Life got complicated, and, my tanks have been kind of running on auto pilot. Things are good with them

But here is the new 'twist'.

I have the opportunity, this week, to purchase a brand new, 75 gallon Aqueon tank with the full tank stand/cabinet. For 200.00.
All I would need to purchase to go with it is the filter, and heater...
Right now I have a Bio-Cube, 29 gallon, so this is a MAJOR increase for me. I don't like the bio cube very much, and wanted a bigger tank sometime this year, anyhow. 
So.
Any of you using the Aqueon tanks? Do you like them? What's the best/worst thing about them?
Should I jump into this with both feet, because the price is amazing? Or should I wait longer, or look at other options?
ANY advice welcome....
oh, and if I go for this, should I get the Aqueon filter for it?
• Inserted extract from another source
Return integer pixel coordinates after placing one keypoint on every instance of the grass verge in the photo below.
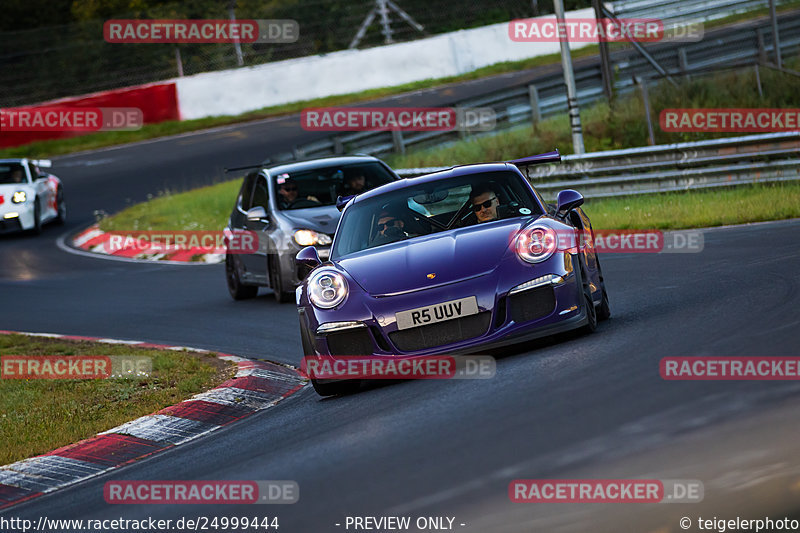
(37, 416)
(208, 208)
Or is there something else you all like?
(the biocube comes with everythig bult in, I had no choice)


----------



## susankat (Nov 15, 2008)

Hi stranger !

My 220 is an aqueon and I really do like it. I would jump on it at that price as it is a really big savings. When you get a filter for it, look into canister filters or 2 hang on backs. Heaters put 2 in it, easier to regulate in case one goes haywire.


----------



## mielikki (Aug 29, 2009)

Hi Susankat
my gut reaction is to, of course get that tank, and enjoy the ride... I just want to have a tank that I like. Using two heaters and filters is a good idea, I will have to do some research into what would be best...
what kind do you use?


----------



## susankat (Nov 15, 2008)

For a filter on my big tank I'm using a fluval FX5 rated for a 400 gal tank and a couple of sponge filters. For a 75 if you go with 2 HOB's I would go with aquaclear as the media is easy to work with. On canisters I like the fluval line. Easy to set up and easy to clean, At any rate make sure the filters capacity doubles your tank size and should be ok. Heaters I like the titanium heaters that are fully submersable. Lot easier to hide them in the tank that way.


----------



## mielikki (Aug 29, 2009)

Thanks! I was just down at my lfs, because the very smart guy I trust was working, and he is totally stoked, and going to help me with this, too. We've decided to use sand as the substrate, for at least part of the tank, as I want to expand my plant collection, and have healthy plants to boot. I am going to start shopping filters and heaters as soon as I have the tank in my possession, I don't want to get ahead of myself. I plan on really taking my time with this set up, so that it's what I want it to be...


----------